Although various industries thrive in the Golden State, and in San Jose in particular, California also holds a top position on the Top Worst metros list, alongside Florida and Hawaii. This is because professionals working in Personal Care & Service or Food Preparation & Serving are not the happiest in areas like Deltona, FL or Urban Honolulu.
Geography Affects Differences in Your Wages
No two jobs are alike. Sure, some employers demand their staff to be equally qualified to perform the same job, but there are variations to each job description. By extension, there is variation in the wages offered for professionals who have to perform the same tasks.
Besides experience, skill, and willingness to go the extra mile in your profession, a person’s paycheck may differ based solely on geography and how well a specific area represents the industry they are active in.
Your success in one particular city does not depend only on your resume, but also on local demand of what you have to offer. Add that on top of the cost of living, which differs from city to city, and the math will tell you if you will make it or break it in the city of your choice.
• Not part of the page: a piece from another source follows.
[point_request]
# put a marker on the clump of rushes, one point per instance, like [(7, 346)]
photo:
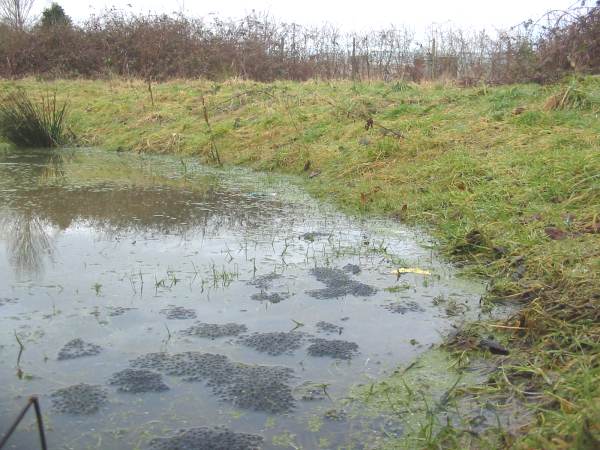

Young Professionals Find It Easier to Relocate for a Job Opportunity
Changing location might be more accessible for the younger demographic that has recently entered the job market than it is for professionals from older generations looking to change careers or cities.
The idea of packing a bag and heading towards a city that best suits their career and dreams does not sound that impossible for young adults.
Understandably, at the opposite end of the spectrum are the people who have focused on a single career their entire adult life, who often find it harder to change jobs after years of dedication.
What matters is for you to be comfortable with where your profession has taken you. When it comes to moving to a different city, the variables can be very subjective. So, before you decide on anything, make sure it’s the right move for you.